I have come to believe that the closer you are to nature, the more natural gratitude you feel. I think perhaps it’s because nature does what nature does. You can’t order it around, you can’t demand from it, and it doesn’t argue with you. It does what it does, and you can work with it, or not; it doesn’t care.
So at this time of Thanksgiving, I am profoundly grateful that I get to talk with people who are close to nature – people who work with the weather, the climate and the soil – to do the very best they possibly can to grow not just a good crop, but the best crop. People who take pride in the fact that their tomatoes are the sweetest in the store, that people rave about their broccoli at their farm stands, who look out over their crops throughout the season with pride.
I love talking to the people who are still working through the longest harvest ever and have 600 acres of corn yet to harvest at Thanksgiving. They do not give up and say “it’s too hard”; they work until they drop from exhaustion, or until the crop is in, or until the snow comes to say, “enough.”

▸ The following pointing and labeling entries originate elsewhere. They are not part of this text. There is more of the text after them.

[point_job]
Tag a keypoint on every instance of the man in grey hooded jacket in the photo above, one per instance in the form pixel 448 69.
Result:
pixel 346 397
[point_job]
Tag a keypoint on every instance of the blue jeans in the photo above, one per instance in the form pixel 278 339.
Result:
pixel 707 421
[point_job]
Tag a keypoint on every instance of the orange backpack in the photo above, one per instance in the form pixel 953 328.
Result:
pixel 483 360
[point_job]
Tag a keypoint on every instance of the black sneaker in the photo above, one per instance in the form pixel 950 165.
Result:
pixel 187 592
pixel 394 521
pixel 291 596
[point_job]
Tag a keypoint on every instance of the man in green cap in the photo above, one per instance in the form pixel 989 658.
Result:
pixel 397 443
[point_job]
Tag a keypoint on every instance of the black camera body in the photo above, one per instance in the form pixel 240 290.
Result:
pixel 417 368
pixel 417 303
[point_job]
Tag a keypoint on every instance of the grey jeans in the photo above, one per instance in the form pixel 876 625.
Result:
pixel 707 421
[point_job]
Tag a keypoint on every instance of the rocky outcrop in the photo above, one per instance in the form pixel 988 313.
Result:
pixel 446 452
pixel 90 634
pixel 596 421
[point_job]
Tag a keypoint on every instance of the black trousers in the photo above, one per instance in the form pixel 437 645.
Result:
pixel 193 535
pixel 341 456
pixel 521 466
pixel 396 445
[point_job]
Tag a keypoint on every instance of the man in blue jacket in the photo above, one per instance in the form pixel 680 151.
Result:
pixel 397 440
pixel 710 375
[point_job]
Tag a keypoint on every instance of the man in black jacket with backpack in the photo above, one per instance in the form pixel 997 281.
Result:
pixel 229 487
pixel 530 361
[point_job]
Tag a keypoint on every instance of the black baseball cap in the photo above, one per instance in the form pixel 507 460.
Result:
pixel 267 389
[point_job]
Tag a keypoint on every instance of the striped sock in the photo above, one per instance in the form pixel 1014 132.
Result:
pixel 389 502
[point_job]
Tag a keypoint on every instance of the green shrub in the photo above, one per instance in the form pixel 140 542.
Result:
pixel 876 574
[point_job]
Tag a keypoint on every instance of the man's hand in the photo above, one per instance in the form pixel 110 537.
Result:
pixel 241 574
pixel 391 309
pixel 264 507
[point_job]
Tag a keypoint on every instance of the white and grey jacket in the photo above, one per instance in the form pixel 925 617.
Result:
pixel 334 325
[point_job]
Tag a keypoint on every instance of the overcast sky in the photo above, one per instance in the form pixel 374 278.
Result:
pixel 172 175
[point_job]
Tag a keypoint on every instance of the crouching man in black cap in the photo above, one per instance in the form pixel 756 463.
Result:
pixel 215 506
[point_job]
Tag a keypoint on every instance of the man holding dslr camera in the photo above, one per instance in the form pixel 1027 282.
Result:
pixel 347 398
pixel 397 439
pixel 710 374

Even though agriculture and farming is filled with science, and we know almost everything about how everything works (at least some people do), it still relies on nature – for the seed to sprout, the seedling to grow, blossom and fruit – to provide bounty that must be harvested at just the right time.
The survival story of our country’s first settlers is founded on learning how to farm – how to produce bounty from seed, soil, fertilizer, and careful tending throughout the year. It takes faith and hope to do that. As we sit down to enjoy the bounty provided by farmers, ranchers and all the people in between them and our table, I am thankful and grateful, and I wish you a blessed Thanksgiving.